Maybe Boston needs Jayson Tatum to return from his Achilles injury sooner than they’ve let on. The Celtics were also without noted sharpshooter Sam Hauser. Then again, the Knicks put on a dominant performance with OG Anunoby (right toe) and Miles McBride (core muscle surgery) out due to injury. McBride is expected to miss a significant amount of time. Plus Josh Hart played through an ankle injury, and Karl-Anthony Towns sported goggles last worn by Amar’e Stoudemire after taking an elbow to the face in Wednesday’s victory over the Denver Nuggets.

“Our starter group did a nice job defensively, and I take my hat off to everybody in that locker room,” said Brown. “Offensively, I thought we did a pretty good job of taking care of the basketball. It was big for us.”

After a miserable performance in Detroit — a 4-of-20 stinker against the Pistons’ hard-nosed defense — Jalen Brunson, in his typical fashion, immediately self-corrected: He scored 31 points on 12-of-21 shooting from the field and 4-of-8 shooting from downtown to go with eight assists on the night.

That is the Brunson special, the kind of bounce-back game he’s become good for given his off nights tend to be few and far between. The captain steered the Knicks to victory out of the opening gate, scoring or assisting on 23 of the Knicks’ 35 first-quarter points, posting 15 points and four assists in the opening frame as the Knicks took an 11-point lead into the second period and built a lead as large as 17. Hart scored 19 points on 50% shooting and Towns added 11 points and 10 rebounds in 29 minutes of action.

The newest Knick, Jose Alvarado, immediately made his presence felt with 12 points and two steals off the bench.

“He was great. The impact he had on the game right away was amazing,” said Brunson. “It’s what we needed. Excited to see him in the blue and orange.”

For the Celtics, Jaylen Brown scored 26 points but needed 25 shots to get there and only made 11. Payton Pritchard, Boston’s second-leading scorer entering the matinee, put up just six points on two-of-nine shooting from the field and one-of-six shooting from deep. Derrick White added 19 points on 50% shooting from the field, but the Celtics shot just 17% from three-point range as a team, making just seven of their 41 attempts from behind the arc.

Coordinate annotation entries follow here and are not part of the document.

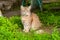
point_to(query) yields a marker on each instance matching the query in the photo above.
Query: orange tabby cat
(29, 20)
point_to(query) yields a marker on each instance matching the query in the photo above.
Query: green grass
(10, 28)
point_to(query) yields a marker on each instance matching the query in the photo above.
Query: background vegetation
(11, 28)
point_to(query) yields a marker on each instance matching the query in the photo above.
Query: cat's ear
(30, 7)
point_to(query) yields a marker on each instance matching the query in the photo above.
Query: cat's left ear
(30, 7)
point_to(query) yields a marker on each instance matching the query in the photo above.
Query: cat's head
(25, 10)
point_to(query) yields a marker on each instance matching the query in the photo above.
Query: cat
(29, 19)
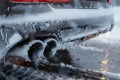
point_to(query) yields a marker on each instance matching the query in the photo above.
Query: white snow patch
(114, 34)
(112, 76)
(15, 38)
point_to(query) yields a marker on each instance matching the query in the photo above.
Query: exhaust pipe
(30, 52)
(51, 48)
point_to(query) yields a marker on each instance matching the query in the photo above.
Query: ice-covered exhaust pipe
(31, 51)
(51, 48)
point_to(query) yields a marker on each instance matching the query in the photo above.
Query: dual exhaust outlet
(36, 49)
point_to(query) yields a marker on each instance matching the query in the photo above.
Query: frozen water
(57, 15)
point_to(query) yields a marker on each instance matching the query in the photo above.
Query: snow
(57, 15)
(15, 38)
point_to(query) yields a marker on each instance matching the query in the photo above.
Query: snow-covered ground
(114, 35)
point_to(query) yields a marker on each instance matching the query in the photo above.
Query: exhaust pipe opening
(35, 50)
(51, 48)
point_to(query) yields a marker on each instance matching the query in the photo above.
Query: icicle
(2, 35)
(6, 38)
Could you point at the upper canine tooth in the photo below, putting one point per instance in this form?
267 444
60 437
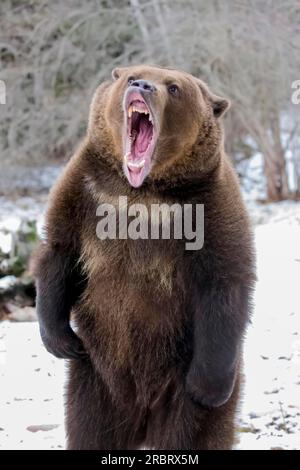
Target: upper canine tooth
126 156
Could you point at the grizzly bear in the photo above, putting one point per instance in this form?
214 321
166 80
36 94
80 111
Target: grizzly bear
155 352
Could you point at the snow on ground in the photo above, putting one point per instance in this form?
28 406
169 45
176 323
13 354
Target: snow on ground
32 381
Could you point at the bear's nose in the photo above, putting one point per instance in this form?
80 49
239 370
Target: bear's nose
144 85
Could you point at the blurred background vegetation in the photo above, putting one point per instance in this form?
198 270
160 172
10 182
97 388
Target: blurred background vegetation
54 54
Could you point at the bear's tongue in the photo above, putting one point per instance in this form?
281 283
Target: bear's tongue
143 136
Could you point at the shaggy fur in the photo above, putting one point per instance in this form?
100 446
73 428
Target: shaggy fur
156 358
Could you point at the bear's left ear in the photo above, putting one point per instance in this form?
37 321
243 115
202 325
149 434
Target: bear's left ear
117 72
219 105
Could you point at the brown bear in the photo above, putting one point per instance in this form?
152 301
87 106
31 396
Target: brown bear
156 350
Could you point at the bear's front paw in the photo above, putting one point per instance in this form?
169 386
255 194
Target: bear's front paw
209 391
64 344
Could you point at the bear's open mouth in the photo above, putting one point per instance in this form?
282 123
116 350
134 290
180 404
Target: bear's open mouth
139 138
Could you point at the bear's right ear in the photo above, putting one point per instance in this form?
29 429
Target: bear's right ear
117 72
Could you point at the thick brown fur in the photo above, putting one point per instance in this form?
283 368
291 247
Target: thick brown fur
158 362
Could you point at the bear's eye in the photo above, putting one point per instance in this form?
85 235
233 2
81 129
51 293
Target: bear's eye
173 89
130 80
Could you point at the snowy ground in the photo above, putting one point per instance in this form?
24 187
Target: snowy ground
32 381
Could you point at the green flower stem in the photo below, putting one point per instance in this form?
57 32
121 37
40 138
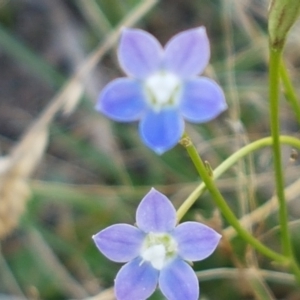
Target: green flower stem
289 91
224 208
228 163
274 80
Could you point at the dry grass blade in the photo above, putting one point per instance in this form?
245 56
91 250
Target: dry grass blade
292 192
107 294
232 273
18 166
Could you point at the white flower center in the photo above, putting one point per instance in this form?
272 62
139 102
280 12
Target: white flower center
158 248
162 89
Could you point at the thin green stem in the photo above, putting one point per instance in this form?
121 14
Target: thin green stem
222 205
289 91
275 60
228 163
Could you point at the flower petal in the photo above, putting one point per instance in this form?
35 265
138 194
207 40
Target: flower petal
122 100
178 281
195 241
187 53
202 100
119 242
162 130
156 213
136 280
139 53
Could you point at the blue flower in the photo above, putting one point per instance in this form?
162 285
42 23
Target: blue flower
157 252
162 88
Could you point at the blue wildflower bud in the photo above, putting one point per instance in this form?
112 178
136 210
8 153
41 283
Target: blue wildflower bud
162 88
157 252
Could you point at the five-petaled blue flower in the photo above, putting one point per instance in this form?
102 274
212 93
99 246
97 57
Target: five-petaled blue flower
162 88
156 251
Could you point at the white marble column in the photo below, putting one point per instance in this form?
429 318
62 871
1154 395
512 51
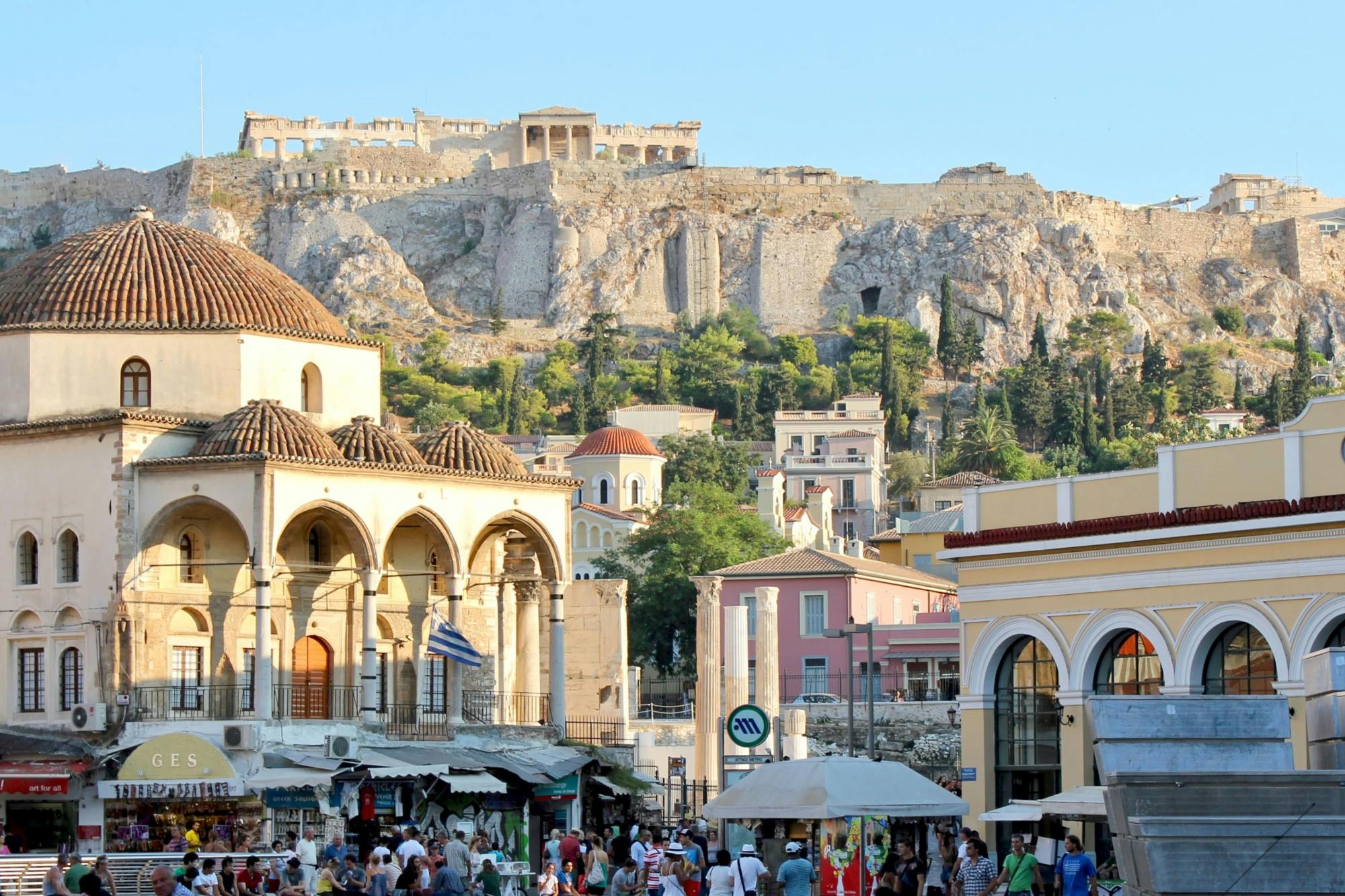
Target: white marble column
709 674
263 702
735 665
769 651
369 650
529 666
454 671
558 654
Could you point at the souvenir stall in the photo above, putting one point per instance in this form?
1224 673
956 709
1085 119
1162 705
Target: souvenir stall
177 780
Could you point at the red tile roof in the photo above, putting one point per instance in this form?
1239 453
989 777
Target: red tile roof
151 275
617 440
1140 522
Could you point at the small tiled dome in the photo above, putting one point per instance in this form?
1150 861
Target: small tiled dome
150 275
362 439
266 427
617 440
461 446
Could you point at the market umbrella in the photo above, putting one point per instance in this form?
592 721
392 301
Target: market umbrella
835 787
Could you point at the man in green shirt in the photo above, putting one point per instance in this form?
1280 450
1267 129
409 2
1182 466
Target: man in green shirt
76 870
1020 870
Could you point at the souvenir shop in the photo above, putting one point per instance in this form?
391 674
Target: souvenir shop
177 780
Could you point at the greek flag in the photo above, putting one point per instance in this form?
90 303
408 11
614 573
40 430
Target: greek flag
446 641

“You get a guy like Jaylen Brown, who is a heck of a player. In the first half he was having his way with us a little bit. He was 6-for-11, he was rolling. In the second half we did a better job defensively as a team,” said Brown, who gave rookie Mohamed Diawara defensive player of the game honors on Sunday. “I got to give Mo some credit. We threw Mo on him for a little bit. We thought we were going to try to make Jaylen work, be physical, get up into him, stuff like that, and [Mo] did it without fouling. He did a nice job with it.

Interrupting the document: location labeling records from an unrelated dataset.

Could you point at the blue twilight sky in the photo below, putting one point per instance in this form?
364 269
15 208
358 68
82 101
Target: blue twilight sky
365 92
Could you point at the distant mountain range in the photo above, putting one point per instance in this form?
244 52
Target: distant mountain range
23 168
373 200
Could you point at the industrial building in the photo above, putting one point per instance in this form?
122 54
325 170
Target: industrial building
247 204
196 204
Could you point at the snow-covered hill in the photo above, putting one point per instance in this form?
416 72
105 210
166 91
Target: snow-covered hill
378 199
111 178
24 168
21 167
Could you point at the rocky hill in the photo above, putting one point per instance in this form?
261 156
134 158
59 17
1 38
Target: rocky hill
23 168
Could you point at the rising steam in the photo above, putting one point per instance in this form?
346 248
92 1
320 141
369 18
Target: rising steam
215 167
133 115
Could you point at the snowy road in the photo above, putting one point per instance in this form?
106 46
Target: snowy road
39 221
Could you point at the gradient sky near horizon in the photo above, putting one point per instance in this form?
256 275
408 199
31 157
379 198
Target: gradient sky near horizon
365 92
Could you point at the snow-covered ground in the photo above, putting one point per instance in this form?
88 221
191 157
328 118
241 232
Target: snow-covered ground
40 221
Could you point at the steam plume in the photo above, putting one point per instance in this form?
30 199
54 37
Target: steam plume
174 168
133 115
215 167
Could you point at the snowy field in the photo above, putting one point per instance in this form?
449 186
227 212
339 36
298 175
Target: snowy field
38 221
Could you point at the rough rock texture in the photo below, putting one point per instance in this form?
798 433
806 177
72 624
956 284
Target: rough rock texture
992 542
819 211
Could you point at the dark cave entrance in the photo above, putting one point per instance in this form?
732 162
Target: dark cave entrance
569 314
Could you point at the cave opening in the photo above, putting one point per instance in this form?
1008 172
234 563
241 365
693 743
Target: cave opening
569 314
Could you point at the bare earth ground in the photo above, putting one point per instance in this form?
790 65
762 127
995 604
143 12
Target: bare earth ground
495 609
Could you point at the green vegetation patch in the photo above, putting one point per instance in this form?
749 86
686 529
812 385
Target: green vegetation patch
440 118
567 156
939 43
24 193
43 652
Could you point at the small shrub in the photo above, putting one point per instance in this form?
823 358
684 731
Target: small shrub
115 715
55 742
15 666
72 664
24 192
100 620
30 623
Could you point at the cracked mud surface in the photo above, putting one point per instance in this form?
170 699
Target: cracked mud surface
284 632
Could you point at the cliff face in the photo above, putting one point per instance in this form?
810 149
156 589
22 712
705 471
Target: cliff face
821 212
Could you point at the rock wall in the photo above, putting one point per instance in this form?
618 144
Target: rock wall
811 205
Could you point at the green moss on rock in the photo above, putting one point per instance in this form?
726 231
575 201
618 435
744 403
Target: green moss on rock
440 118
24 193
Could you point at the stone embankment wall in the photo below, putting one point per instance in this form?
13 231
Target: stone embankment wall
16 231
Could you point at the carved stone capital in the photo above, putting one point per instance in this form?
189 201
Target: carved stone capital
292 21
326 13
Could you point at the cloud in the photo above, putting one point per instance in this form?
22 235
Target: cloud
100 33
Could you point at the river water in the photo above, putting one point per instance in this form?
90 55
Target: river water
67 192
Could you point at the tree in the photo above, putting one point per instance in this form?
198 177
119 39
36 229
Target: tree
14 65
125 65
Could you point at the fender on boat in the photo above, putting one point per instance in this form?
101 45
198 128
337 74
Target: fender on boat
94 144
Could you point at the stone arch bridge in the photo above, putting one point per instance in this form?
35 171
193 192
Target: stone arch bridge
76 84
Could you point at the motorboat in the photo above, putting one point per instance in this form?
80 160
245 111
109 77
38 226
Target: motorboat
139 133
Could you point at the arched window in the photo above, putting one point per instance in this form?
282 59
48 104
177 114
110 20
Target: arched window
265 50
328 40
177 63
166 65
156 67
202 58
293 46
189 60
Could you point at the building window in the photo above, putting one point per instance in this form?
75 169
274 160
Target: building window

“So to see that from a young guy at this point in his career was a lot of fun as a staff. You’re not going to stop Jaylen Brown. He’ a great player. You just want to make him work and I thought Mo did a heck of a job making him work.”

A worthy note: Nikola Vucevic, who the Celtics acquired from the Chicago Bulls in the Anfernee Simons deal, scored 11 points off the bench but shot just one-of-six on clean looks from three-point range on Sunday. Those are the kinds of looks a player of Vucevic’s caliber as a two-time All-Star will make in the future.

“We were just connected on defense. They can get hot fast. They can make shots. Great pace. They have a lot of range and a lot of shooters. I think we just connected,” said Brunson. “We tried to make things as difficult as possible. But also a little luck. They missed a couple shots. We know that the team they have over there, we know we got to be ready.”

The Knicks will be tested by another capable center when they host the Indiana Pacers, who traded Bennedict Mathurin to the Los Angeles Clippers to Ivica Zubac ahead of the NBA Trade Deadline. They will then face Joel Embiid and the Philadelphia 76ers on the road in the second leg of a back-to-back on Wednesday entering the All-Star break.